An awesome sight. What amazing skills you show.

take care
Don W


----------



## Dalepenkala (May 29, 2014)

elkhorn said:


> Beautiful work, Dale. Fit and finish are spot on as usual.  The pairings of the blanks with the kits goes very well.



Thanks John!


----------



## Dalepenkala (May 29, 2014)

ossaguy said:


> That's an amazing collection,wow!!!
> 
> 
> 
> ...



Thanks Steve!


----------



## Dalepenkala (May 29, 2014)

donwatson said:


> An awesome sight. What amazing skills you show.
> 
> take care
> Don W



Thanks Don!


----------



## carlmorrell (May 29, 2014)

Daleandjen08 said:


> Marko50 said:
> 
> 
> > carlmorrell said:
> ...



Good luck with that plan. I might as well confess, I am a hoarder!


----------



## kingkeyman (Jun 1, 2014)

Do the sierra/Gatsby style have the standard 27/64 tube, or are they the "grand" style with the 3/8 tube?


----------



## Dalepenkala (Jun 1, 2014)

kingkeyman said:


> Do the sierra/Gatsby style have the standard 27/64 tube, or are they the "grand" style with the 3/8 tube?



David the Sierra vista uses the 27/64" tube.


----------



## ladycop322 (Jun 1, 2014)

I love every one of them! Wish I lived in MI so I could pay you to teach me your expertise!
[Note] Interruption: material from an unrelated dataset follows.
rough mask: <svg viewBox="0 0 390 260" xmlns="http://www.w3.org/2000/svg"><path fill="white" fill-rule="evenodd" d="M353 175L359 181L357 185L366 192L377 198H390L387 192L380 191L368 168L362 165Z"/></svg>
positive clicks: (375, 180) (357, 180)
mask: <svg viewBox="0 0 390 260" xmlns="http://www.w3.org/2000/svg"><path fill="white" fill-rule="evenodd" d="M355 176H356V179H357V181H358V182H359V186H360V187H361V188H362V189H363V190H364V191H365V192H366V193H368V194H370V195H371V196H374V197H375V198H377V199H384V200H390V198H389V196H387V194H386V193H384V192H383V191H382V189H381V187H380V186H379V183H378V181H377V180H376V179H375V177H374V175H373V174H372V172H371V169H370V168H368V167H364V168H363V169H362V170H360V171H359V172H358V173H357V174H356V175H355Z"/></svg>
Thank you for sharing Dale!


----------



## Dalepenkala (Jun 1, 2014)

ladycop322 said:


> I love every one of them! Wish I lived in MI so I could pay you to teach me your expertise! Thank you for sharing Dale!



Thanks for the kind words Michelle!


----------



## OZturner (Jun 2, 2014)

Absolutely Outstanding Assembly of Watch Pens, Dale & Jen.
Don't apologise for posting them, I never tire of seeing your Work.
Superb Craftsmanship.
Brian.


----------



## Dalepenkala (Jun 2, 2014)

OZturner said:


> Absolutely Outstanding Assembly of Watch Pens, Dale & Jen.
> Don't apologise for posting them, I never tire of seeing your Work.
> Superb Craftsmanship.
> Brian.



Thanks much Brian! Much appreciated!


----------